THE fight to grant the ACT the right to vote on proposed euthanasia laws have all but reached Parliament House.
Except debate on Monday (May 24) was relegated to the federation chamber in accordance to standard procedure after the House of Representatives had considered the parliamentary business “relatively uncontroversial matters”.
The secondary chamber that was created in 1994 does not have the ability either to initiate or make a final decision on territory demands that the Commonwealth relinquish its right to overturn legislation already passed.
The ACT passed an euthanasia amendment in March around the same time that historically conservative Tasmania did likewise but could enact on its new voluntary-assisted dying law.
That same month, further bipartisan support between Labor, the Greens and the Canberra Liberals moved a motion for the Commonwealth to restore its territory rights.
Member for Fenner Andrew Leigh has attacked the contemptuous approach that the federal government has for sanctioning the ACT Legislative Assembly to have more say in running its own affairs.
The ACT followed the Northern Territory a decade later when in 1988 it was granted self-governance, but in 1997 the Coalition federal government passed an act of the Parliament of Australia to remove the power of the assemblies in the territories to legalise euthanasia.
Prime Minister John Howard at the time justified it as a “constraint on young jurisdictions that were seen to be moving ahead of the broader public mood”.
But Mr Leigh pointed out that two-thirds of the ACT were in favour of assisted-dying laws at the time of self-governance, increasing to about four out of every five adults this century.
“The world is a very different place from when in 1997 this parliament was determined to take away the power to legislate over euthanasia from the ACT and the Northern Territory,” he said in the chamber.
“Those jurisdictions were young then; they are mature assemblies now.
“Back then, no state had moved (on euthanasia laws). Now, half the states have moved.”
Tasmania this year joined Victoria and Western Australia on legislating voluntary-assisted dying laws in 2019. The vote in favour in South Australia was recently pipped by one vote after the house speaker was forced to cast a tie-breaking vote against the bill.
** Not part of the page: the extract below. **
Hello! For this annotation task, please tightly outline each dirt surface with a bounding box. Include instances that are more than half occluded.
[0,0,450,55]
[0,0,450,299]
The Canberra MP’s speech almost literally fell on deaf ears with parliamentary colleagues in the chamber that only required a quorum of three members in attendance: the deputy speaker of the house, with one member of the government and one from the opposition.
In each of the last two terms of parliament, the coalition government has blocked debate in the House of Representatives on a private members’ bill that would restore territory rights despite the Senate debating and voting on similarly-related legislation.
All four ACT federal Labor MPs – Katy Gallager, Alicia Payne, David Smith and Leigh himself – support euthanasia laws in the territory.
Federal Liberal senator, Zed Seselja, supports ACT self-governance but not euthanasia.
Mr Leigh had formed his views that the ACT should pass euthanasia laws after meeting with Katarina Knowles, who lost her father, Nebojsa Pavkovic, to Parkinson’s disease.